老莫和大林中午下班回来,走进院门,看到大头坐在堂前的门口,他们第一句话都是急急地问:
“燕子后来来过没有?”
大头嘻嘻笑着和他们说:“来过了,来过不止一次,你们自己来看。”
两个人走到堂前,看到额枋上的黄泥不仅多了起来,还往外凸了出来,两个人都笑了,老莫说:
“真好,这就算是把地基打下了。”
大头和大林一听都忍不住大笑。
燕子还在不停地来回飞,忙碌着,老莫担心他们这么多人在堂前吃饭,会吓到它们,害得它们不敢再来。反正现在天气也暖和了,老莫和大林大头说:
“在它们把窝筑好之前,我们搬去外面吃饭。”
大林和大头都说好,院子里的水磨石桌子,用来吃饭的话太小太挤,他们干脆把堂前的八仙桌抬出去,罩在水磨石桌子的上面。
大头问老莫:“它们在造房子,那我要不要给它们送点心啊。”
老莫他们家在造这房子的时候,大头每天都要给生产队来帮忙的,老孙他们送点心,因此他才会开这样的玩笑。
老莫一听却紧张起来,忙不迭地叫着:
“不要,不要,你千万不要去动,这上面要是粘了人气,燕子就认为这里不安全,不会再来了,以后它们下的蛋和孵出的小燕子也一样,人要是碰过之后,它们就不会要,会把小燕子挤出窝。”
“我是在开玩笑的。”
大头嘀咕一声,同时摇了摇头,觉得有些不可思议,怎么老莫现在,连这点理解力和幽默细胞都没有了。
他不知道,老莫以及大林,和他是一样的,对燕子来他们家筑巢这事,他们都是又开心又害怕。开心的是燕子来了,而担心是燕子会因为什么,突然又飞走了,舍弃了他们家,那就像是给他们家判了死刑,告诉他们说,他们家别想好了,不可能的。
同时也预示着,桑水珠的病好起来,只是他们的一个想像,她是不可能好的。
老莫他们父子三个人,每天都抱着这样战战兢兢的心情,看着燕子飞来又飞去,飞去又飞来,看着额枋上的燕子窝,一天天大起来的时候,他们的心始终都悬在那里。
连白牡丹也被他们感染了,每天来到这里,关心的第一件事,就是要看看燕子窝做得怎么样了。
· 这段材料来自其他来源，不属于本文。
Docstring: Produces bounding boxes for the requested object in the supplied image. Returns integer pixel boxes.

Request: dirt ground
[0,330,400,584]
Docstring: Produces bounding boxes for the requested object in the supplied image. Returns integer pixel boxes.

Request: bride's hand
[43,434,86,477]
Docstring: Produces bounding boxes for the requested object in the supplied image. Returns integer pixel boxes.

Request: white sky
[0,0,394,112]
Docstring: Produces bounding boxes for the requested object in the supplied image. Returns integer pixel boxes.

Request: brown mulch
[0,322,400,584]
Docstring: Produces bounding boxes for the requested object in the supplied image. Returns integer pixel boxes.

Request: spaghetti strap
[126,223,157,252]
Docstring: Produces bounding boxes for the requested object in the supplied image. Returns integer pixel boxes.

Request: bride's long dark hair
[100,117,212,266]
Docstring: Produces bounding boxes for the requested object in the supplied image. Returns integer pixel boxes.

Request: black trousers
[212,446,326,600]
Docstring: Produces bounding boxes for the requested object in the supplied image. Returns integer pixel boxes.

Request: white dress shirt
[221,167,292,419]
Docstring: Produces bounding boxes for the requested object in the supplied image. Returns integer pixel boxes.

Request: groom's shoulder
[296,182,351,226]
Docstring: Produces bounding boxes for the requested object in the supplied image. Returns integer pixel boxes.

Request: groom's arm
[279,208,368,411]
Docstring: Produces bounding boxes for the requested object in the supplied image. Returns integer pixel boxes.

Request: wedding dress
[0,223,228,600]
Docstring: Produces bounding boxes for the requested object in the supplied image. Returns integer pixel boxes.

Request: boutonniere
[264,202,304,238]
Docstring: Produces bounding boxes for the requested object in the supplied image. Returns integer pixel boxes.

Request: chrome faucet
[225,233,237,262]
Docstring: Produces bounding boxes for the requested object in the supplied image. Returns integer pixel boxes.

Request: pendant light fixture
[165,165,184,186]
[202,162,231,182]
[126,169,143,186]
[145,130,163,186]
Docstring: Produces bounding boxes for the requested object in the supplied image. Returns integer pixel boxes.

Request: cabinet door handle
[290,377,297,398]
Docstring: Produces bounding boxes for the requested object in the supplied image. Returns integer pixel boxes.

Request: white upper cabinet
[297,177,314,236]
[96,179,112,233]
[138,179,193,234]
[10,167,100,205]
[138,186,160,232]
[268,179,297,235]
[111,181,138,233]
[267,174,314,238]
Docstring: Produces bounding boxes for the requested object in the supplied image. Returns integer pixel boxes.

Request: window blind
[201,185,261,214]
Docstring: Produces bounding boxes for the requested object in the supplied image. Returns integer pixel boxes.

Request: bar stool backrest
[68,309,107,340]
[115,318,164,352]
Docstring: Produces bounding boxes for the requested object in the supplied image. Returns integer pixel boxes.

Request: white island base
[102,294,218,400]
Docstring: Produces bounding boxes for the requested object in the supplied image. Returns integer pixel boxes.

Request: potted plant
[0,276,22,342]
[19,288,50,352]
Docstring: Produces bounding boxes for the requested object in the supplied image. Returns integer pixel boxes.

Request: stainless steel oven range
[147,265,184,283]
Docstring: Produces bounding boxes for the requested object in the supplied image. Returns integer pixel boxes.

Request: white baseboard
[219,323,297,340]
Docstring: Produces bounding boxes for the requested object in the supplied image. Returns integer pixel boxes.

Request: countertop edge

四个人在院子里坐着,每天都在想着办法,看看能不能帮帮燕子,让它们加快筑巢的速度。
心里总是在巴望着,只要燕子把窝筑好,它们住进来之后,应该就不会再走。
大林心里很急,巴不得自己能帮它们筑巢,要是它们同意自己帮忙的话,自己半个小时就可以把它们的窝做好,哪里需要这样每天只长大一点点。
大林看到两只燕子,飞出去要过好几分钟,甚至十几分钟才飞回来一趟,他知道它们这是去外面寻找建筑材料,而建筑材料不好找。这真的有点像他们造这房子时,为了隔墙,他们每天都要去偷砖,老莫还要每天把砖放在手提包里,从那个工地带出来。
结果偷了一个多月,也才凑够了一堵围墙的砖,结果这墙后来还被建阳的师父判定不合格,拆掉了。
他觉得这两只燕子,就和他们当时一样辛苦。
大林找来黄泥稻草和鸡毛,放在一只脸盆里,把它们搅拌在一起。然后,他把脸盆放在院子里,希望燕子能够发现,就近取材,不用飞那么远。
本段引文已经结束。